I worked with Paul Young of Literary & Screenplay Consultants from about 2005 to 2010 to learn how to write proper screenplays. He did a great job, but when you check Politics - Legal issues, you’ll find the reason I suffered brain damage: forced medication. I’m constantly working on recuperating, but essentially, years of life and opportunity went down the drain.
In total, before 2011, I wrote between thirty-five and forty screenplays. I’ve also written two fictional books, both of them now self-published using CreateSpace. I hope you learn from my work or simply enjoy it.
I sent one of my newer screenplays that I wrote after I suffered the brain damage to Paul and he did help me reconsider my writing. I needed it, because I understand my writing had become terrible once again. He did a great job and thanks to him I at least understand what it means to do a great job again.
I keep practicing also, among other things metaphor exercises, which I’m mostly only allowed to use visually in my screenplays, unless it’s a shorter way of evoking a visual image: “Mist thick as pea soup.”
Ironically, other exercises did help me get in touch with my senses and that combined with the metaphor exercises tends to result in hints of authorship when I can put my mind to writing. If you can, check my short stories for evidence. Writing for the senses also is the way you want to write action and scene descriptions: “Rawan stepped out onto the gravel and it pressed into his feet.”

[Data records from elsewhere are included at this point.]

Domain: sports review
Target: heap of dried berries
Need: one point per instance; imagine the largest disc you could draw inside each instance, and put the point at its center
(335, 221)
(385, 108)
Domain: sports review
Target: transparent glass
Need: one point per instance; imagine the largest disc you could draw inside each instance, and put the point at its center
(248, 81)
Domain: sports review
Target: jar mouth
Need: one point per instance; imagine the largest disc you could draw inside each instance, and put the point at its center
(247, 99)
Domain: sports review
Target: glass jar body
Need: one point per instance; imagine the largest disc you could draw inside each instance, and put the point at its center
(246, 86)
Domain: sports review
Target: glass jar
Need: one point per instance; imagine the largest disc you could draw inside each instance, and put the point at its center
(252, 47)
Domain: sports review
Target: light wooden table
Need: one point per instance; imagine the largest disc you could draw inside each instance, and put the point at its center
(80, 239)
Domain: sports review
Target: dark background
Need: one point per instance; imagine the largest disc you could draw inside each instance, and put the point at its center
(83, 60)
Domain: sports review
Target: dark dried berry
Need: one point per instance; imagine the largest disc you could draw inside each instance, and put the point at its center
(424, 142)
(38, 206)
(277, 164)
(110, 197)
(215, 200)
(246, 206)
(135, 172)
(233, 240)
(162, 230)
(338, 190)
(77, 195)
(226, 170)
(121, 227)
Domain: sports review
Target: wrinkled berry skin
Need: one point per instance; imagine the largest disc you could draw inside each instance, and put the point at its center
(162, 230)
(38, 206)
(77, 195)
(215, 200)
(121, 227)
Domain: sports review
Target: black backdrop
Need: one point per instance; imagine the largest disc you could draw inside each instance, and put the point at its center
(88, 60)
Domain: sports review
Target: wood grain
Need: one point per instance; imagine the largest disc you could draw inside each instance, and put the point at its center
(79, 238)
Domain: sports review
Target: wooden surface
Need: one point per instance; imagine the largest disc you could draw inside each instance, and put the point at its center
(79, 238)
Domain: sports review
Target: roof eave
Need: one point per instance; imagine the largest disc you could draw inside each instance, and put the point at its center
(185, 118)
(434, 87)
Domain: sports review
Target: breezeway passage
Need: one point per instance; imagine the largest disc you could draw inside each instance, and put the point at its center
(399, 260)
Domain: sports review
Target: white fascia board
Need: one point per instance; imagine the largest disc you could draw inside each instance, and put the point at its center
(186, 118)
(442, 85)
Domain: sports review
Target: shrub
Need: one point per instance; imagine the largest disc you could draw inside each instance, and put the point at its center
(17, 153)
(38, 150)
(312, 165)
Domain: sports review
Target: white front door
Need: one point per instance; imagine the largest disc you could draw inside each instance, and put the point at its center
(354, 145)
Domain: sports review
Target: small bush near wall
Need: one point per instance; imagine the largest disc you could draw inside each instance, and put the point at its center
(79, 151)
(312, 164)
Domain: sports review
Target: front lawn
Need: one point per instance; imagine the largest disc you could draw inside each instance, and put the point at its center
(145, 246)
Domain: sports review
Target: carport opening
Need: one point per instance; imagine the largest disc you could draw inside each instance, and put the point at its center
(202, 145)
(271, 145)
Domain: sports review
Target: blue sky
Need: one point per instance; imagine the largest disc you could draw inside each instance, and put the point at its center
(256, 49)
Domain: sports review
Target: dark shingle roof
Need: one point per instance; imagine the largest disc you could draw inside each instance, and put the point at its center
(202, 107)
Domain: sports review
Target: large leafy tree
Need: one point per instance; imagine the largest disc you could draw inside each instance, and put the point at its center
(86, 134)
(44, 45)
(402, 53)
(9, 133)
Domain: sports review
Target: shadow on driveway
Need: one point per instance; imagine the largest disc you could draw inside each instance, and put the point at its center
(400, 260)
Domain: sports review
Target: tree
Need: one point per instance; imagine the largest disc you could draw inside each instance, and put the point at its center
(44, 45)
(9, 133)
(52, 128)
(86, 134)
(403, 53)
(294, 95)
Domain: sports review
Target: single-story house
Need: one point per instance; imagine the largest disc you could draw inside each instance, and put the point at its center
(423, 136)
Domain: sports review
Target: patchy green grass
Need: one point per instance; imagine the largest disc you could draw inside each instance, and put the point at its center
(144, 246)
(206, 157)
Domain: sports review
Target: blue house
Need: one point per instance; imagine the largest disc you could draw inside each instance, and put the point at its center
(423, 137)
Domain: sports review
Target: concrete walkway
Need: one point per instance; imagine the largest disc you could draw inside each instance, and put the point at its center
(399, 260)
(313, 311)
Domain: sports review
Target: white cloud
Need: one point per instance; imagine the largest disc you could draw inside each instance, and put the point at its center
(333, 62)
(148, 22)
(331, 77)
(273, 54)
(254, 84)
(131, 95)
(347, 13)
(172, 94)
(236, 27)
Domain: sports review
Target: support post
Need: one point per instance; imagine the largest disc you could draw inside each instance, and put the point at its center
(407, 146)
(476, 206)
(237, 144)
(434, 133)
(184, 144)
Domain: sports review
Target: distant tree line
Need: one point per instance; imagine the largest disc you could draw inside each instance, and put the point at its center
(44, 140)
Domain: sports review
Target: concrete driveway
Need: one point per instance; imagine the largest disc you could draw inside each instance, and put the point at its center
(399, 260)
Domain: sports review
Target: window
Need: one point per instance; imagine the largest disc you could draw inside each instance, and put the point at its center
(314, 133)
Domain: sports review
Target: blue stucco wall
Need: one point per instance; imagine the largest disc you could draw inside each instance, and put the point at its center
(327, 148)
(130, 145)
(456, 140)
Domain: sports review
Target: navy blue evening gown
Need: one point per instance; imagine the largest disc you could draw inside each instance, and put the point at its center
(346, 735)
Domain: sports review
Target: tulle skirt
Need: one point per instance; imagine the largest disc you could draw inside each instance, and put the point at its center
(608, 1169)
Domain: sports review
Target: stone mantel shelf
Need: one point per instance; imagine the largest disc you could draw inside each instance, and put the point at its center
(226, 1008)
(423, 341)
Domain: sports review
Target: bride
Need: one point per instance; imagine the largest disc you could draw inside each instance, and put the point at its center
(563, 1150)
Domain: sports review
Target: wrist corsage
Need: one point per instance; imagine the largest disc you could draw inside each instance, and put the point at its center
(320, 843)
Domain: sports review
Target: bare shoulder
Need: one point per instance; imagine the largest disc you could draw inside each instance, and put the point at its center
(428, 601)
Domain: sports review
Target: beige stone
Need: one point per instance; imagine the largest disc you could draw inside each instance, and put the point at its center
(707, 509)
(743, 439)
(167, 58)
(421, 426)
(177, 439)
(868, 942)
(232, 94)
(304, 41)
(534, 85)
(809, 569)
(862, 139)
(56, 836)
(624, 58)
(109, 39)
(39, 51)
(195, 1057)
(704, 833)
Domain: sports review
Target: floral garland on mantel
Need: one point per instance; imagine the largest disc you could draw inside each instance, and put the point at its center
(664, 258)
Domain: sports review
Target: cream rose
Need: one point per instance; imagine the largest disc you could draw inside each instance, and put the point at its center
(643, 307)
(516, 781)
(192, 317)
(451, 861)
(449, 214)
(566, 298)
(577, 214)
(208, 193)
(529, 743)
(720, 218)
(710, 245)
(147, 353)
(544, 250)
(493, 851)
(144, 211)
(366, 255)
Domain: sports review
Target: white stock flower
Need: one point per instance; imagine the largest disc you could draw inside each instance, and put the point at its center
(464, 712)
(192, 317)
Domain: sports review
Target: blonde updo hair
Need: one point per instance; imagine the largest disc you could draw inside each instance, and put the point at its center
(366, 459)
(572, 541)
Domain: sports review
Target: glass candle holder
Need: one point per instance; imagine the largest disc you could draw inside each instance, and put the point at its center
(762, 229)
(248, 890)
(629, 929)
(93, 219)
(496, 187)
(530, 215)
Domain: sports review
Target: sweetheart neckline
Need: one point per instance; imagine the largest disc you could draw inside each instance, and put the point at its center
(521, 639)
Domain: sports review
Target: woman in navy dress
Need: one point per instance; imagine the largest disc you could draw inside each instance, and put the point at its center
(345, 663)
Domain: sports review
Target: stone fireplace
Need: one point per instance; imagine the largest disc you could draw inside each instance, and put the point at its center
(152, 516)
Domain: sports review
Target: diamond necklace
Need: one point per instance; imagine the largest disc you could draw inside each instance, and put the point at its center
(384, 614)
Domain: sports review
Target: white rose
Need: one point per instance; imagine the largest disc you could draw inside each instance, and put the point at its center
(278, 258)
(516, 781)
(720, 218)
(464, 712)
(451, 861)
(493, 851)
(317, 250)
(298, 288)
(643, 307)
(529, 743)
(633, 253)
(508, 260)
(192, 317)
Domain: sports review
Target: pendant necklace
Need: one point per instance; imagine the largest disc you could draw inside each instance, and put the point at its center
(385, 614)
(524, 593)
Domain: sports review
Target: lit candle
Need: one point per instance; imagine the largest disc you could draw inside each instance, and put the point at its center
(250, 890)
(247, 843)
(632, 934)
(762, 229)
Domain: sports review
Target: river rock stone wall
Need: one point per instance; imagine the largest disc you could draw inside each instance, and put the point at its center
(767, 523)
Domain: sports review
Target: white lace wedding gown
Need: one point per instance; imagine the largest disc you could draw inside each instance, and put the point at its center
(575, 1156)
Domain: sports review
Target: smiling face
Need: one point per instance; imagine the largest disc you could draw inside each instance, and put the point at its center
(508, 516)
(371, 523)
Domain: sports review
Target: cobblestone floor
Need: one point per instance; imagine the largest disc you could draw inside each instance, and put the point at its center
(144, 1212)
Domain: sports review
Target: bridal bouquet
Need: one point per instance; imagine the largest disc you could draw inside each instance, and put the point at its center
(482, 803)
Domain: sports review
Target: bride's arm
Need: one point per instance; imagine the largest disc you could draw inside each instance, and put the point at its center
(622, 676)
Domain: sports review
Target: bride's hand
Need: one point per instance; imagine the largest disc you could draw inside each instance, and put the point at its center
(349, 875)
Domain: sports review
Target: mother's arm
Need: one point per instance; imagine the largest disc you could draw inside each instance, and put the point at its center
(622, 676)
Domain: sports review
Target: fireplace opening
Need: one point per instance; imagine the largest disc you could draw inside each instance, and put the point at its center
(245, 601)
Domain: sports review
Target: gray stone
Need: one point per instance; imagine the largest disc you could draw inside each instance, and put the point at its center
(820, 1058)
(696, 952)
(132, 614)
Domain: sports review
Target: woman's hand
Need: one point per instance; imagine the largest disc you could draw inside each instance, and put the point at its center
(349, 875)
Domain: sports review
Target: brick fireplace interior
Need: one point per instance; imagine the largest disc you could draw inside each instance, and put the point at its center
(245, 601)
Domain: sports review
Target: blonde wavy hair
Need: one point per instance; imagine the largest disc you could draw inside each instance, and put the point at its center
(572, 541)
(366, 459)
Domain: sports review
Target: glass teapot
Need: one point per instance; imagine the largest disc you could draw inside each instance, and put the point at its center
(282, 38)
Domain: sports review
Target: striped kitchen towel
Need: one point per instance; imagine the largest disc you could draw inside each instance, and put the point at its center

Feel free to download these short stories for personal reading interest or pleasure when I share them. I write in both English and Nederlands (Dutch).
So, you also want to be a writer? Most books on writing are horse shit and come recommended by people that don’t want to write, like producers. Shy away from those books. In hindsight there are really only four books that stand out thus much that I’d recommend them as books you have to read. Check the titles in the list of recommended literature.
When you read these books, you do need to learn to recognize what questions lead to the proper answer. One question that in practice doesn’t work is, “What’s your character’s need?” What does work is, “What does your character want and how does this conflict with what your character needs?”
For instance, my main character of ROOSTER (my first feature screenplay) wants to get back into and make it with Rock’n’Roll, but when he steps into the spotlight again, thanks to one of his bandmates, he’s confronted with an outstanding debt with a drug dealer, even though he doesn’t want to have anything to do with the drugs anymore.